マリオン・コティヤール×ジャン=ピエール&リュック・ダルデンヌ

最強の組み合わせが生み出した“人の強さを信じる”感動の物語

2度のパルムドール大賞含む、カンヌ国際映画祭で史上初の5作品連続主要賞6賞の受賞を誇るダルデンヌ兄弟がマリオン・コティヤールを主演に迎え描き出したのは等身大のひとりの女性の物語。これまで、自分の想いを口にすることなく、黙々と突き進む主人公を描き続けてきたダルデンヌ兄弟が、「想いを声に出さなければ誰にも届かない」シチュエーションの中、自分の存在価値を何度も疑いながらも自身を見つけ出す女性を主人公に据えた。
この作品でマリオン・コティヤールはサンドラの弱さと強さ、繊細さ、心の機微を渾身の演技で魅せ、世界中がその演技を高く評価し数多くの主演女優賞を受賞、アカデミー賞®主演女優賞にノミネートされた。
研ぎ澄まされた演出で常に新しい世界を提示するダルデンヌ兄弟と華やかさを封印し確かな演技力を遺憾なく発揮したマリオン・コティヤール。この最強の組み合わせから“人の強さを信じる”感動の物語が誕生した。

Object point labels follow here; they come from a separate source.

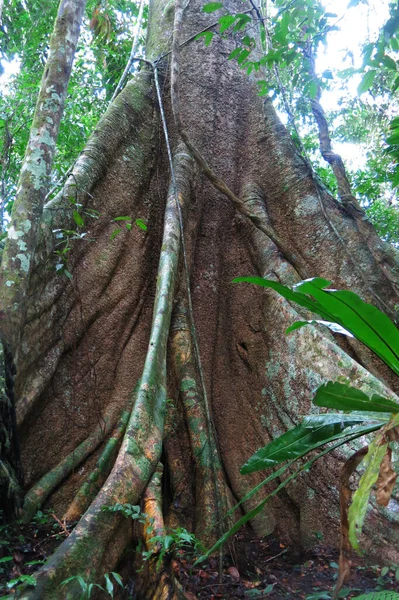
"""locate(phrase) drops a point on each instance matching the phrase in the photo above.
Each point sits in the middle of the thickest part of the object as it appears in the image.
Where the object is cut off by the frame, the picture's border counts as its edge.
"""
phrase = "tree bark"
(120, 337)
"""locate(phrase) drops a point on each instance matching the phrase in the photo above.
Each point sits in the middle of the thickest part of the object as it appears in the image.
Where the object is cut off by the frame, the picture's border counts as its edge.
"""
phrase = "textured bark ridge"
(109, 390)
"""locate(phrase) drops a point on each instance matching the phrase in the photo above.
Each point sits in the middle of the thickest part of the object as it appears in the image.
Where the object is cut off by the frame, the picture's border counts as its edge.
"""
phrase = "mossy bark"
(126, 317)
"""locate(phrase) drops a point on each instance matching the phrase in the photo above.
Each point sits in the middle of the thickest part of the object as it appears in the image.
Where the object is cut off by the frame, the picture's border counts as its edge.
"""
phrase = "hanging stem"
(136, 37)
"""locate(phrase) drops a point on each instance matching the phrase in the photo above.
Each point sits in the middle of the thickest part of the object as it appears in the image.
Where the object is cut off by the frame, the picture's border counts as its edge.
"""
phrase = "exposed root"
(96, 543)
(219, 184)
(210, 492)
(158, 581)
(39, 493)
(92, 486)
(345, 497)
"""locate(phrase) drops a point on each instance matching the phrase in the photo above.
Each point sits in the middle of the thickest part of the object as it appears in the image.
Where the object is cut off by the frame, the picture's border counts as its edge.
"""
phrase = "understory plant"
(359, 414)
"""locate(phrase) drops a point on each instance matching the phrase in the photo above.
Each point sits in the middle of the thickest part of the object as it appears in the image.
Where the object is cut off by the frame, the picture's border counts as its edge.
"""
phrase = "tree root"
(92, 486)
(97, 541)
(157, 578)
(210, 492)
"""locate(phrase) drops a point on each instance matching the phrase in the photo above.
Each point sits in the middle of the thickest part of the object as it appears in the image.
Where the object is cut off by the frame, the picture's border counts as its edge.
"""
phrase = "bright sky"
(355, 24)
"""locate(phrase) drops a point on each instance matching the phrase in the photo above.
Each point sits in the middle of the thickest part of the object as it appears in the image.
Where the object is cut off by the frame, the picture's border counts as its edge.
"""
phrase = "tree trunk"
(109, 379)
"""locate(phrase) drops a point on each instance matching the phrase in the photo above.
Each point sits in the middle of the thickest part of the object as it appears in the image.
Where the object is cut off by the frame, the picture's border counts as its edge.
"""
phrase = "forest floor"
(261, 568)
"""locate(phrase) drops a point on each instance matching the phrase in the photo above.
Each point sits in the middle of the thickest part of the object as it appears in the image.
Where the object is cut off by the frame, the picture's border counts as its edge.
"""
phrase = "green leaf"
(207, 35)
(358, 508)
(312, 89)
(114, 234)
(366, 322)
(109, 586)
(395, 85)
(77, 217)
(389, 62)
(140, 223)
(242, 19)
(333, 326)
(366, 82)
(298, 441)
(225, 22)
(117, 577)
(345, 397)
(212, 6)
(243, 56)
(234, 53)
(250, 515)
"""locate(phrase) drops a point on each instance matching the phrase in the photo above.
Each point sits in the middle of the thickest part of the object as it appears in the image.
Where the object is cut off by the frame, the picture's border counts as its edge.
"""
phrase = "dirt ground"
(260, 569)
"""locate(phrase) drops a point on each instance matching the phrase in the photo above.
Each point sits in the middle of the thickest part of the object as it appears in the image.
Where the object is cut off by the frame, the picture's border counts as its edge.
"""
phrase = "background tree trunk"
(87, 343)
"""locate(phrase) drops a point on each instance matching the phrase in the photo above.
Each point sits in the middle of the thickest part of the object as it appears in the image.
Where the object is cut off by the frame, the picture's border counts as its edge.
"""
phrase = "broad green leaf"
(118, 578)
(361, 319)
(358, 508)
(298, 441)
(333, 326)
(345, 397)
(207, 35)
(77, 217)
(389, 62)
(212, 6)
(234, 53)
(127, 218)
(395, 84)
(305, 467)
(312, 89)
(242, 19)
(366, 82)
(114, 234)
(287, 293)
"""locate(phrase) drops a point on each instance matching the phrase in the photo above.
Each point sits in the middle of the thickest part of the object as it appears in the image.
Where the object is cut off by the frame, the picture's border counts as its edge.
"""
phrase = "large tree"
(139, 373)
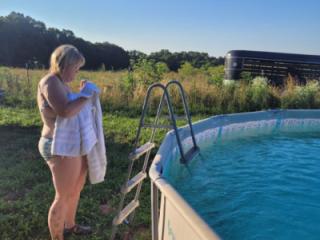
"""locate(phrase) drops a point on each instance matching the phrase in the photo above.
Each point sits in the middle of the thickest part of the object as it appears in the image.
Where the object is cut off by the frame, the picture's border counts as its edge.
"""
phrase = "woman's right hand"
(83, 83)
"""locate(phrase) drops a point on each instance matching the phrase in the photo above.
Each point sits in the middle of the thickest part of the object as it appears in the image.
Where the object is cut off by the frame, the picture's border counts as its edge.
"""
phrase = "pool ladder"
(126, 215)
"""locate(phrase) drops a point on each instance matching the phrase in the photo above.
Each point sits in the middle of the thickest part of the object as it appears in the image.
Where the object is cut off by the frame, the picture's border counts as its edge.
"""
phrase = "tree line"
(25, 41)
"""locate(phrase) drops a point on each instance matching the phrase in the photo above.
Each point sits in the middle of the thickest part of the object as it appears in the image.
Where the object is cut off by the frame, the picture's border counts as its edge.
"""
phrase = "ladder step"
(158, 126)
(133, 182)
(176, 117)
(141, 150)
(125, 212)
(191, 153)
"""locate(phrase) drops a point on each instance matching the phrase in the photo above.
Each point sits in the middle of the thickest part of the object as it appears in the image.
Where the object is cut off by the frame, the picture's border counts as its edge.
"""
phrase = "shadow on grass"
(26, 190)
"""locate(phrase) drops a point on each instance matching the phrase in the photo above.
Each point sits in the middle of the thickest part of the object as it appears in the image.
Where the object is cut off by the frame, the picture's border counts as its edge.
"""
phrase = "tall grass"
(123, 91)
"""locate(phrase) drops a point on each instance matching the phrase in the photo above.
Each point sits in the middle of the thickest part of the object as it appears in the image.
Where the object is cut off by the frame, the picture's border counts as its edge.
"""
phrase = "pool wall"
(172, 216)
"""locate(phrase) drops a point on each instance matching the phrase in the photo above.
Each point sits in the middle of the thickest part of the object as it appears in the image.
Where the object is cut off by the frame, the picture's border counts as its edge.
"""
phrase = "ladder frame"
(183, 159)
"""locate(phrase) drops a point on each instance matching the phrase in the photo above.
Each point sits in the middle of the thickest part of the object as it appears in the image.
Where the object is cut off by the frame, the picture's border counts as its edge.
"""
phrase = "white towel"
(81, 135)
(97, 158)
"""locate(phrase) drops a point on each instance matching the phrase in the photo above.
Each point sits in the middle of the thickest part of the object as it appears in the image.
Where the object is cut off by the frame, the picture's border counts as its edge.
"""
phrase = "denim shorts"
(45, 148)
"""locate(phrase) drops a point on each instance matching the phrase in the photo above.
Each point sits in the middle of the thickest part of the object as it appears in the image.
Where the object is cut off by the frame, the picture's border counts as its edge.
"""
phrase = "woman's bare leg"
(74, 199)
(65, 174)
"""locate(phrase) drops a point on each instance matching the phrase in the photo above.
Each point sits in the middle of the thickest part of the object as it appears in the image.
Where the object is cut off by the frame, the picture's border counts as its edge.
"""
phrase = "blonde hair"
(64, 56)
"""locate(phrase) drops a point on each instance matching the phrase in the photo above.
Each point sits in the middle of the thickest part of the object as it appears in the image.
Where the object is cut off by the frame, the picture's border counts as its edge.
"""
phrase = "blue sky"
(210, 26)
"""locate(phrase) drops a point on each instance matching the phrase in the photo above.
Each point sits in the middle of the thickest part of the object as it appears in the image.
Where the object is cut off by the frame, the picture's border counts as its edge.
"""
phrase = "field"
(25, 182)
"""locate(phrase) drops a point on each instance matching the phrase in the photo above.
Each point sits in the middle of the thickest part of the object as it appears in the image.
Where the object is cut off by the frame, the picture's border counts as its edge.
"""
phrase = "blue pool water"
(264, 186)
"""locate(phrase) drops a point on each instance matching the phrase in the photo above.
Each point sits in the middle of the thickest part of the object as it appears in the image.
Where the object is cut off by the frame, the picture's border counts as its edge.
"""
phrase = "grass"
(26, 190)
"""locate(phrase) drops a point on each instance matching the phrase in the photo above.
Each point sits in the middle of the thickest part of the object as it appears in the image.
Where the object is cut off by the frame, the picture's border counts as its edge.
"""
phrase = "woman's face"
(70, 72)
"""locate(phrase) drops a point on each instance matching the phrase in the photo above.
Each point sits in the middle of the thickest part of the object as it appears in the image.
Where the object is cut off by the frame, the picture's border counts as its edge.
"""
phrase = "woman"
(68, 173)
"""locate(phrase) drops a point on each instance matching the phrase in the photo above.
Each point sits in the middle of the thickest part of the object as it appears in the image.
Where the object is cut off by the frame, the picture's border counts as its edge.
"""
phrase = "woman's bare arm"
(56, 95)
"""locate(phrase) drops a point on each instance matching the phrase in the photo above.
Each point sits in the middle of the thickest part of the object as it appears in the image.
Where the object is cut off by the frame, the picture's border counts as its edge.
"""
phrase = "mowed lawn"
(26, 190)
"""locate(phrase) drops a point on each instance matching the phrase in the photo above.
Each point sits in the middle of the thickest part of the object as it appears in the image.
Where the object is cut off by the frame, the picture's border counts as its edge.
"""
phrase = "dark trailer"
(275, 66)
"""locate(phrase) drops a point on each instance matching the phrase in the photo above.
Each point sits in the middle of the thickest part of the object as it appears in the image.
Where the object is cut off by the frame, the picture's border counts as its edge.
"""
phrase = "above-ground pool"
(257, 177)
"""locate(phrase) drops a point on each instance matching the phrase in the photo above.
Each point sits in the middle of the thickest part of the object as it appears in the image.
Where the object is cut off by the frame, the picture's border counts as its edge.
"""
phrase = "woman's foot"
(77, 230)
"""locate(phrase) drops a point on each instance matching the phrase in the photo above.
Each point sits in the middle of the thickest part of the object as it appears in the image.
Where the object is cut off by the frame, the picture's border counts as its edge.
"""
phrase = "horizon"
(211, 27)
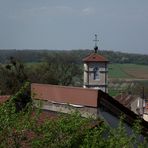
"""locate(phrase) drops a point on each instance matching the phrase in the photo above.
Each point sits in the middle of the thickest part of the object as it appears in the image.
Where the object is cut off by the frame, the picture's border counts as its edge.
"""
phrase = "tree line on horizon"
(75, 55)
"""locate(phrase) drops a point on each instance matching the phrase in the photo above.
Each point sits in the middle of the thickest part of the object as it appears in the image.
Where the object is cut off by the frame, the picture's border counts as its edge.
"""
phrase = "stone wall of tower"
(102, 81)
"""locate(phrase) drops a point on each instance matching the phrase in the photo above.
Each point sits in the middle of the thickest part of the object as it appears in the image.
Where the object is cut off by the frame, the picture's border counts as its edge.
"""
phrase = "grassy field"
(128, 71)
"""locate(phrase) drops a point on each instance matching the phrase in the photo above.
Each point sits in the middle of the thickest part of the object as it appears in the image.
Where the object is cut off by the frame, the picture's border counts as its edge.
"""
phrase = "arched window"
(96, 72)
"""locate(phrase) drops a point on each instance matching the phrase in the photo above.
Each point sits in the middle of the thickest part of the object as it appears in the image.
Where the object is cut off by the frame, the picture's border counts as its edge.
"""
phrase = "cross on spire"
(96, 40)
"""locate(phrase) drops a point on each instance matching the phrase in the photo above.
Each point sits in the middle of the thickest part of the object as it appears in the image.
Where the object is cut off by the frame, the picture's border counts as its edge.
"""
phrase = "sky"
(121, 25)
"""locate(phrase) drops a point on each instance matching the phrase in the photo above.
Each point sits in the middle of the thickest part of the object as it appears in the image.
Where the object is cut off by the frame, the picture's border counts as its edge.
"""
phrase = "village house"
(91, 100)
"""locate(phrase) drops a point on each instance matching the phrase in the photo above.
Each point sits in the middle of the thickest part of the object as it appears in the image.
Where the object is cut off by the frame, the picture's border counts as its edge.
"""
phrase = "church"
(91, 100)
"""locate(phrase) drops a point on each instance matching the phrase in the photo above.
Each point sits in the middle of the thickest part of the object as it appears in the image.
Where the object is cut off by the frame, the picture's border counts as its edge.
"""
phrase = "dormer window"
(96, 72)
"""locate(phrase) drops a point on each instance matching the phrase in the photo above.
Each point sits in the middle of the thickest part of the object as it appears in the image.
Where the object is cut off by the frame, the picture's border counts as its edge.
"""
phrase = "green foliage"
(25, 129)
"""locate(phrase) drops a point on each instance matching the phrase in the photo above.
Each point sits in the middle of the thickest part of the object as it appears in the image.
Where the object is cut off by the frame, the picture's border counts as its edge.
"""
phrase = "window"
(96, 72)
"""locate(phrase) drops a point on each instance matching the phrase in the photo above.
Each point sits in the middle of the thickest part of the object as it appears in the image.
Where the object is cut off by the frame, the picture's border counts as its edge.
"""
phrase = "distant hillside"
(75, 55)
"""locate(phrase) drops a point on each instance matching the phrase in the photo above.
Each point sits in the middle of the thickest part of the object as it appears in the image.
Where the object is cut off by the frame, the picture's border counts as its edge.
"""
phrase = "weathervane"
(96, 40)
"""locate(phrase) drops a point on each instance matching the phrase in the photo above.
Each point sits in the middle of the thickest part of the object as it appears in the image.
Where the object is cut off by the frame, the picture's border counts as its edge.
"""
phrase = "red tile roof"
(94, 57)
(4, 98)
(63, 94)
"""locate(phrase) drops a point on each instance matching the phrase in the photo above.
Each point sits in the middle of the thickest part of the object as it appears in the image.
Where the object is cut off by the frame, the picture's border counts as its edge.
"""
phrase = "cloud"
(88, 11)
(48, 11)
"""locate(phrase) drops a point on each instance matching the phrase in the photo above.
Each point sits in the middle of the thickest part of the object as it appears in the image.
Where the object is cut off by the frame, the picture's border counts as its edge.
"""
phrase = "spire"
(96, 40)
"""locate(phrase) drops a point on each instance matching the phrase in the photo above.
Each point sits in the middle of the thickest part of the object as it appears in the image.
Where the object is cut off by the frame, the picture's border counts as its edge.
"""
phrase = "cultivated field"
(128, 71)
(127, 77)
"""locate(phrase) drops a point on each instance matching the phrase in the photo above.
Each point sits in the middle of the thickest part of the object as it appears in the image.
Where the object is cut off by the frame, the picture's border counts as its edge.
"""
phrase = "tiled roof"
(62, 94)
(125, 99)
(94, 57)
(4, 99)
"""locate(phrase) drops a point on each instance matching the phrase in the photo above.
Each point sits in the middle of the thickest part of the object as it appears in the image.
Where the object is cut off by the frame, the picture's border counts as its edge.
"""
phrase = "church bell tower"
(96, 70)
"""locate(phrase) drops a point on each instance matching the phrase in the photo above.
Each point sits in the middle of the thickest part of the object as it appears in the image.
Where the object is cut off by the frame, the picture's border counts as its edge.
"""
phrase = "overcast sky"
(121, 25)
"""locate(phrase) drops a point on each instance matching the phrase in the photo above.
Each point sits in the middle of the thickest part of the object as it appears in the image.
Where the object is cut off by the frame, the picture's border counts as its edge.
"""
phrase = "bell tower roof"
(94, 57)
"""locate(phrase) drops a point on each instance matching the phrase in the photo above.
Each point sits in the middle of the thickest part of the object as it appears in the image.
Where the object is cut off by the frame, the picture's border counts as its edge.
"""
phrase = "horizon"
(62, 25)
(124, 52)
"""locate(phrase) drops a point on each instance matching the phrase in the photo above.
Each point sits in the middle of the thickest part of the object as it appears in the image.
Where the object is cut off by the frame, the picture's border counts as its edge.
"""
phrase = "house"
(89, 102)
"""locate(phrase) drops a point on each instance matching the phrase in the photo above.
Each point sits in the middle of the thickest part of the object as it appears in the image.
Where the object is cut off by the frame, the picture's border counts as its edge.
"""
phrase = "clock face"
(96, 72)
(95, 68)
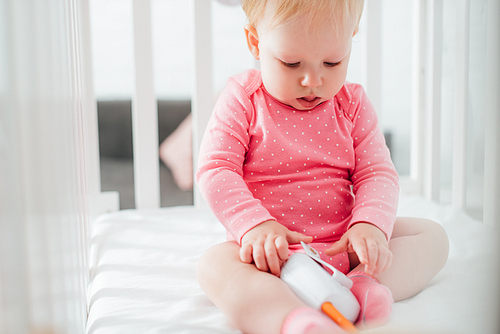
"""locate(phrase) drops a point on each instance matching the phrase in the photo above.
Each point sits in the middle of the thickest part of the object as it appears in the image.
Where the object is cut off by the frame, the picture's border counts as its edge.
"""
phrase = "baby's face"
(302, 68)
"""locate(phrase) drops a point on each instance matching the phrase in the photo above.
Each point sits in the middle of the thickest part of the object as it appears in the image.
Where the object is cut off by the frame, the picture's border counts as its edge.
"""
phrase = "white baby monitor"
(312, 283)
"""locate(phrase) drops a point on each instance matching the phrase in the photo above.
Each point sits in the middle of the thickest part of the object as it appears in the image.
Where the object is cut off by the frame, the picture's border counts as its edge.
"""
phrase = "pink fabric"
(374, 299)
(308, 320)
(316, 172)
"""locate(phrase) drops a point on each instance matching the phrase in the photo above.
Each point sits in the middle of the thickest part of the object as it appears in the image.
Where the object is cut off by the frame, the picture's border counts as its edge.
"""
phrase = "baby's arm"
(370, 245)
(220, 177)
(375, 186)
(267, 245)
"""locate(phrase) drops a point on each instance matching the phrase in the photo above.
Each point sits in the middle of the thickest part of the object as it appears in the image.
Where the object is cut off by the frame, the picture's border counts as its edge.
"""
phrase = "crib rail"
(426, 134)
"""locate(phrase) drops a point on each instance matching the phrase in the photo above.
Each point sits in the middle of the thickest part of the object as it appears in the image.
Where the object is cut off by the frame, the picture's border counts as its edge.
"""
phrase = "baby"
(294, 153)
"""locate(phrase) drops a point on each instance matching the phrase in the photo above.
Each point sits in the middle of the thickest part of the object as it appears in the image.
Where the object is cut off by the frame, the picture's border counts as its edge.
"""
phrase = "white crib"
(133, 271)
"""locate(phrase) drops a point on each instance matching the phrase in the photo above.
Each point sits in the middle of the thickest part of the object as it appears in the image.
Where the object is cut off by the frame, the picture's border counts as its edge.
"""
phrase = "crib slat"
(460, 110)
(491, 211)
(144, 112)
(415, 184)
(373, 53)
(203, 96)
(433, 94)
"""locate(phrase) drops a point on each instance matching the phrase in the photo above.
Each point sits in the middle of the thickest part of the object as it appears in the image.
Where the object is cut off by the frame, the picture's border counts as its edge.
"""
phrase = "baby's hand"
(267, 245)
(370, 245)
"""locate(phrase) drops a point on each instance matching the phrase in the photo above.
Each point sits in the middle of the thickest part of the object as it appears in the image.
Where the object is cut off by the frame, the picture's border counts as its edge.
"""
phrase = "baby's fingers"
(246, 253)
(259, 258)
(372, 250)
(281, 248)
(273, 261)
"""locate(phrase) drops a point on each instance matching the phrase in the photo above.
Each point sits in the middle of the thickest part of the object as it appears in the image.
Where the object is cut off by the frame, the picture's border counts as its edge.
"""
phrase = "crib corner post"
(491, 210)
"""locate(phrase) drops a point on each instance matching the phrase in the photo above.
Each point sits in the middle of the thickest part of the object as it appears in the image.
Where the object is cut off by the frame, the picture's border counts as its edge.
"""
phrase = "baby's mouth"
(309, 101)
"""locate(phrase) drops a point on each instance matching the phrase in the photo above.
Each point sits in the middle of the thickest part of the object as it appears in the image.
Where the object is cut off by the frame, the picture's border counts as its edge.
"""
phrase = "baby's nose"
(312, 79)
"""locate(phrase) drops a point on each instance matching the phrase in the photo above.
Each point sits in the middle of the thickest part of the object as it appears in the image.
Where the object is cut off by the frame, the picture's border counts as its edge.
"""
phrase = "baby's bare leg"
(420, 250)
(254, 301)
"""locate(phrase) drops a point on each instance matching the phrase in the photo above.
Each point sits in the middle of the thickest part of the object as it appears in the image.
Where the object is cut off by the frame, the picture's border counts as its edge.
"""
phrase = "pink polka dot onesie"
(316, 172)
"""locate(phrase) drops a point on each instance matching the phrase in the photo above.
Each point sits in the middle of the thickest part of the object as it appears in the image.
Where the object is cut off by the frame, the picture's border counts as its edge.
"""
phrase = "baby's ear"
(252, 40)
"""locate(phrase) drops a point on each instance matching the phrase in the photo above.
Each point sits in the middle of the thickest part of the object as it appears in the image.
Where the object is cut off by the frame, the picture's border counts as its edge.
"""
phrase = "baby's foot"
(308, 320)
(374, 299)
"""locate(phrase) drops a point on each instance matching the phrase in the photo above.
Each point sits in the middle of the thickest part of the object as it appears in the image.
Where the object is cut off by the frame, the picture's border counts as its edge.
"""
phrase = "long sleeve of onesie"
(222, 155)
(317, 172)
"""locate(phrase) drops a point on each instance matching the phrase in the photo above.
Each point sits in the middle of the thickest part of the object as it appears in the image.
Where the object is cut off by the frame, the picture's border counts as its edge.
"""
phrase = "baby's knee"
(211, 263)
(437, 235)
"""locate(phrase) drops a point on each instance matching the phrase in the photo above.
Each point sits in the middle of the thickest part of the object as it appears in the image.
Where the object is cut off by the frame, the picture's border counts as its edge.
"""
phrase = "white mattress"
(143, 274)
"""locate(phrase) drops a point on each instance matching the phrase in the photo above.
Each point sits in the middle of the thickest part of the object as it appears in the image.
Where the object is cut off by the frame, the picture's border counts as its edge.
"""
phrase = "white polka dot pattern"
(316, 172)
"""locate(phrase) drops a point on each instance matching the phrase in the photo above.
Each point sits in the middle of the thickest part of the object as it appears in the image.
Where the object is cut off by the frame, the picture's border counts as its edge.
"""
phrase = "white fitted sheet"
(143, 274)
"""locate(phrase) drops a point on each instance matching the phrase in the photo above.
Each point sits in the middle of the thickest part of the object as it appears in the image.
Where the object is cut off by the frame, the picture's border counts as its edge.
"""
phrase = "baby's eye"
(328, 64)
(290, 64)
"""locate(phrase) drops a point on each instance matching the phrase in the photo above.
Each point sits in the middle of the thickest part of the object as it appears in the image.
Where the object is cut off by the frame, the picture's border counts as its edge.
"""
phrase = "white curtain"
(44, 190)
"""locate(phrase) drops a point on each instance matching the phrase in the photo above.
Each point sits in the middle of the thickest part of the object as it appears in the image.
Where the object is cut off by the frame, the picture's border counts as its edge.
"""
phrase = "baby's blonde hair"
(338, 12)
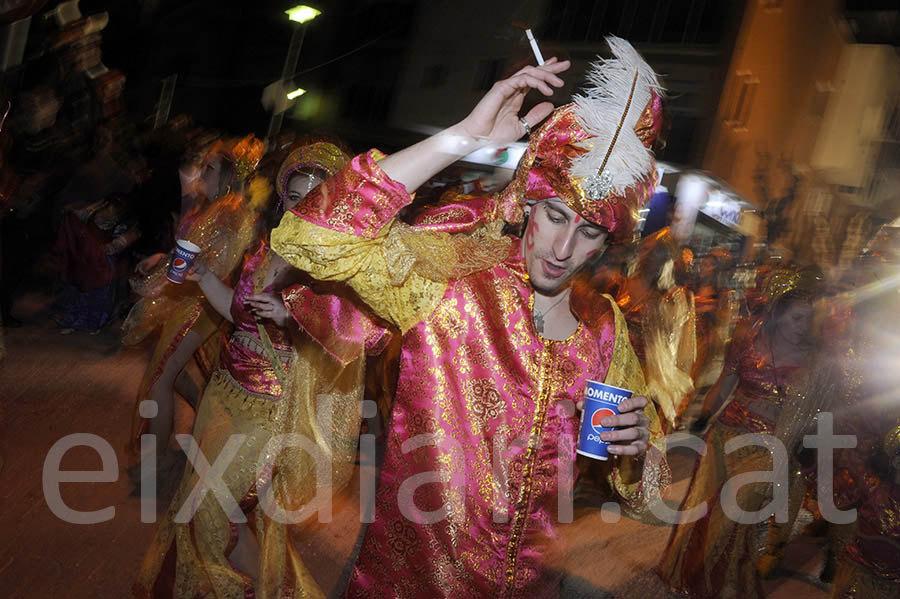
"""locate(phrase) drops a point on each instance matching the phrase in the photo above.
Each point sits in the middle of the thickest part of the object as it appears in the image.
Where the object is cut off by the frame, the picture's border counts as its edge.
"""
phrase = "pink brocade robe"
(481, 441)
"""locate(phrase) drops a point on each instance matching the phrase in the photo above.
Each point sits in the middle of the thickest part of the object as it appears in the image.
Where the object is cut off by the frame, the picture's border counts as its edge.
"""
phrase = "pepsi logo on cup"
(597, 417)
(600, 401)
(182, 258)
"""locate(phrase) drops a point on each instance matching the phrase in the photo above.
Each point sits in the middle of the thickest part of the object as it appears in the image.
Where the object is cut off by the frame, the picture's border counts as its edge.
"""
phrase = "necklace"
(539, 317)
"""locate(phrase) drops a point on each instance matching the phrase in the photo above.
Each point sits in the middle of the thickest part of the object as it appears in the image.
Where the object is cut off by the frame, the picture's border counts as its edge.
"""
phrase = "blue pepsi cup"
(600, 401)
(182, 258)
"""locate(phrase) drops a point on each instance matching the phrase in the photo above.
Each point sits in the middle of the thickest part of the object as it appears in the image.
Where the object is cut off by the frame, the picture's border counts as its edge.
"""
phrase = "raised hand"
(496, 117)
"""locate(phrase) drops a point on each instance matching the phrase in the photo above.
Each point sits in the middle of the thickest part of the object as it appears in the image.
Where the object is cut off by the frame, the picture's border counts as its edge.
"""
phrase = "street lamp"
(296, 93)
(301, 15)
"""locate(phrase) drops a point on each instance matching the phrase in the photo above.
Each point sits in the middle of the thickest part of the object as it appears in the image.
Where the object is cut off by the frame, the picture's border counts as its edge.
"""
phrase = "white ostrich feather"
(599, 109)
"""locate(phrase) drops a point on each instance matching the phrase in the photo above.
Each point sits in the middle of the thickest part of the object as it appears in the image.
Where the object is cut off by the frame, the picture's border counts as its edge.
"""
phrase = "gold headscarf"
(891, 443)
(796, 281)
(322, 156)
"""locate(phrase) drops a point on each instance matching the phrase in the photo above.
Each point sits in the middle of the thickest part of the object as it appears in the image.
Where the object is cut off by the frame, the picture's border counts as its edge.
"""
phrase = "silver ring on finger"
(525, 125)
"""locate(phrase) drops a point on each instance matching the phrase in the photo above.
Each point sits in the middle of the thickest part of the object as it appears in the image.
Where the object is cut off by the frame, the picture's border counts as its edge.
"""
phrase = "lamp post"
(302, 15)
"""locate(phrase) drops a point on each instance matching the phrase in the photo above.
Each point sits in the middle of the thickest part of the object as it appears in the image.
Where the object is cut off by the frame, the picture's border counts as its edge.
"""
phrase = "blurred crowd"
(731, 340)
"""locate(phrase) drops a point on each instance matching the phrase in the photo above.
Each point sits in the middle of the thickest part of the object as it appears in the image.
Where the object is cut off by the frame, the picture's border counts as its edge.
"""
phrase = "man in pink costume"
(481, 443)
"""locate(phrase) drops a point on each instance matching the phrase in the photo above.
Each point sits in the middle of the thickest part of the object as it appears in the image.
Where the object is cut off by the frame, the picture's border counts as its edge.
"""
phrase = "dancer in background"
(778, 387)
(272, 380)
(224, 227)
(661, 324)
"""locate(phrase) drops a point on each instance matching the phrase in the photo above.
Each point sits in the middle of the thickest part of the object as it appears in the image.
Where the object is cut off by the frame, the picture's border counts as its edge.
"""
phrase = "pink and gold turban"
(594, 154)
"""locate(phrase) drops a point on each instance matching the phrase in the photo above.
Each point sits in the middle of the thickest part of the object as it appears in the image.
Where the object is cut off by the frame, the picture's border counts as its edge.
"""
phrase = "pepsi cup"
(182, 258)
(600, 401)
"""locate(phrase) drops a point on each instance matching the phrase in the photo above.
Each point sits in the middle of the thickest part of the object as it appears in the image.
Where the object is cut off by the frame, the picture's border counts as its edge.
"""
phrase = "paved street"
(54, 385)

仕事を続けるための条件──16人の同僚のうち過半数がボーナスではなくサンドラを選ぶこと

体調不良から休職をしていたが、ようやく復職できることになった矢先の金曜日に、上司から解雇を言い渡されたサンドラ。解雇を免れる方法は、16人の同僚のうち過半数が自らのボーナスを諦めること。ボーナスをとるか、サンドラをとるか、月曜日の投票に向け、サンドラは家族に支えられながら、週末の二日間、同僚たちを説得に回る。
どのような言葉で人の心は動くのか、人生と善意は天秤に掛けられるのか、サンドラは仕事を続けられるのか……先が見えないサスペンスに満ちた展開に目が離せず、月曜日の投票の瞬間は見る者までもが緊張をしてしまう。自分ならばプライドを捨てて懇願できるだろうか、選択を迫られたならば自分ならばどちらを選ぶのか――誰もが主人公たちとともに思案する。そして、迎える光溢れるエンディング。常に不安げだったサンドラが微笑むとき、我々も安堵せずにいられない。

アカデミー、カンヌ、世界が絶賛!観客はサンドラに寄り添い、一体となり、そして希望を見つけ出す。

サンドラを支える夫、マニュを演じるのは『ロゼッタ』『少年と自転車』などダルデンヌ兄弟作品に欠かせない俳優、ファブリツィオ・ロンジォーネ。サンドラが諦めかけるたびにやさしくたしなめ勇気を与える。また、そのほかにもダルデンヌ監督作品常連のオリヴィエ・グルメ、モルガン・マリンヌらが出演しているのも見逃せない。
『サンドラの週末』は各賞の外国語映画賞、主演女優賞を総ナメにしたほか、シドニー映画祭グランプリをはじめ、6作品連続カンヌ国際映画祭コンペティションへ異例の出品を果たし、各メディアでダルデンヌ兄弟作品のかつてない強度とマリオンの熱演に惜しみない賞賛が贈られた。
エンディングを含め映画音楽を一切排し、使用されるのはカーラジオから流れるヴァン・モリソンの「Gloria」やペトゥラ・クラークの「La Nuit N'en Finit Plus」などのみ。主人公が知りえる情報のみを共有し、サンドラの心の動きに寄り添って一体となり、試練を乗り越えようとする。本作で描かれる人と人の絆、人間の強さ。すべてが心を揺さぶるこの物語に誰もが感嘆するだろう。